第25話 告白とペンダント

 年が明けた。

 あの日から、イリヤはオデットに魔法を教えてくれなくなった。オデットは途方に暮れながらも、空いた時間に今まで教わったことを復習した。


 お前は戦場に連れていけない、とイリヤには言われてしまったが、来たるべき日が目前に迫っている以上、何もしないでいられるわけがなかった。

 その甲斐あって、一部の魔法なら無詠唱で使えるようになりそうだ。


 あのレーヌス傭兵は年末にイリヤが解放した。イリヤは理由を説明してくれなかったが、彼が家に戻ってきた以上、実害はないと判断したのだろう。

 ある日、居間ではなんとなく気まずいので、オデットが自室で瞑想をしていると、扉が叩かれた。


「はい」


 入ってきたのは、もちろんイリヤだった。イリヤは室内を無言で見回したあとで、おもむろに口を開く。


「お前に預かって欲しいものがある」

「預かって欲しいもの……?」


 オデットがオウム返しに問うと、イリヤは立ち襟の上着の中からペンダントを取り出した。

 銀鎖から涙型の青い石がつり下がったペンダントで、前の時間軸で瀕死のイリヤが見つめていたものと全く同じだった。


 イリヤは両腕を首のうしろに回し、ペンダントを外す。ペンダントを掌に載せると静かに告げた。


「これは、俺が物心ついた時から身につけていた。おそらく、俺の親が残した、たったひとつのものだ」

「え……?」

「俺は親を知らない。俺は獣族と人族の混血だから、親は持て余して捨てたんだろう。
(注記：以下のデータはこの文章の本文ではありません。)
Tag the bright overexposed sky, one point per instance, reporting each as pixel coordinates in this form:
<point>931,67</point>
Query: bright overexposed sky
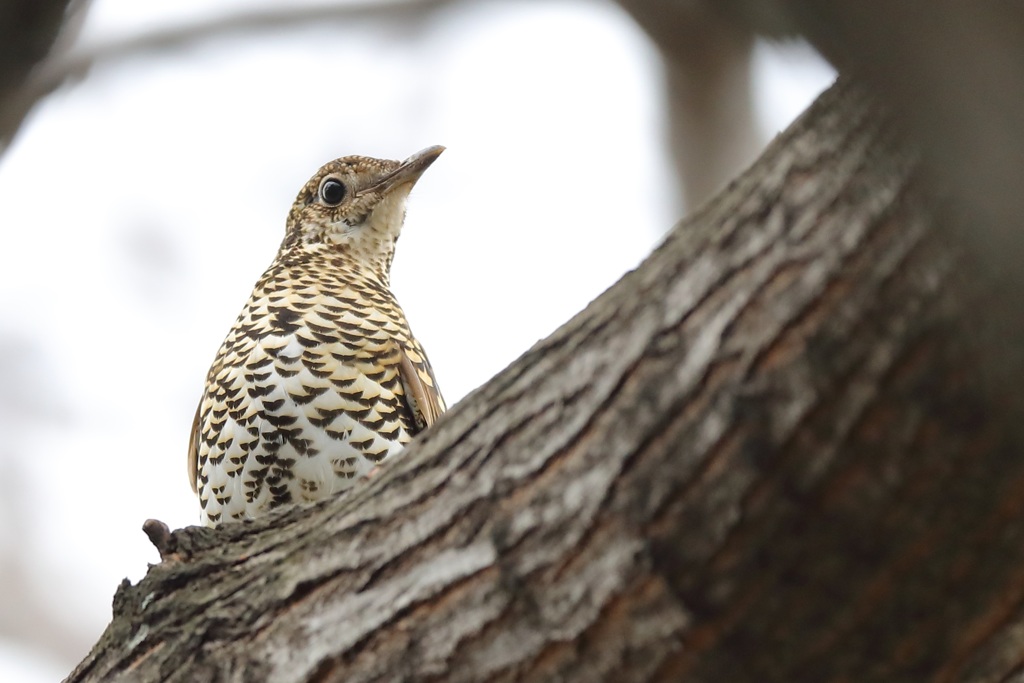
<point>140,205</point>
望んだ妊娠ではなかったのかもしれないな」


 イリヤの口からそんな推測を聞くのは、とても悲しい気がした。初めてイリヤから過去の一端を語られたこともあって、オデットは何も言葉を返せずにいた。

 イリヤは語り続ける。


「このペンダントは魔導具だ。持ち主の危機には防御壁が出現し、中程度までの魔法や物理攻撃なら防いでくれる。それに、身につけている者以外が外そうとしても外せない」

「どうして、そんな大切なものをわたしに……?」

「お前に持っていて欲しい。それだけだ」


 言い聞かせるようなイリヤの口調は、凪のように穏やかだった。オデットの脳裏を雷光が閃く。


(イリヤさんは、死を覚悟している……)


 だから、自分自身の代わりに、防御の術式の組み込まれている魔導具を渡そうとしているのだ。まるで、己の形見を託すように。


「預かれません」


 オデットの声は、知らず知らずのうちに怒りで震えていた。

 イリヤが驚いたように目を見開く。


「オデット……?」

「わたしは生きることを諦めるような人の持ち物は預かれません。イリヤさんは、どうしてわたしの意志を無視するのですか? こうしたほうがわたしのためになるだろうって、勝手に考えて! 話し合う余地すら与えてくれなくて!」


 オデットは溢れそうになる涙を必死で堪えた。


「イリヤさんは優しいけれど──でも、そんな優しさは酷です。少なくとも、わたしは嬉しくありません」


 イリヤは困ったようにこちらを見ている。


「……もしもの時のためだ。お前を泣かせたいわけじゃない」

「泣いてなんて……」

「今にも泣きそうだぞ」

「そんなことありません!」


 大声でそう言ったあとで、オデットはイリヤを見上げ、その切れ長の目を見つめた。


「死ぬつもりなら、そもそも戦場に行かないでください。もし、あくまで戦場に行くのなら、わたしを連れていってください。わたしにイリヤさんを守らせてください」


 イリヤの金色の瞳が揺れた。だが、それも一瞬のことで、冷静な表情を取り戻した彼はペンダントを軽く握りしめる。


「それはできない」


 イリヤは踵を返し、部屋を出ていく。

 今回は、前と違って涙はこぼれなかった。代わりに湧いてきたのは、絶対に戦場についていってやる、という怒りにも似た思いだ。

 オデットはイリヤのあとを追いかけ、扉を開けた。


「イリヤさん!」


 まだ廊下にいたイリヤが振り返る。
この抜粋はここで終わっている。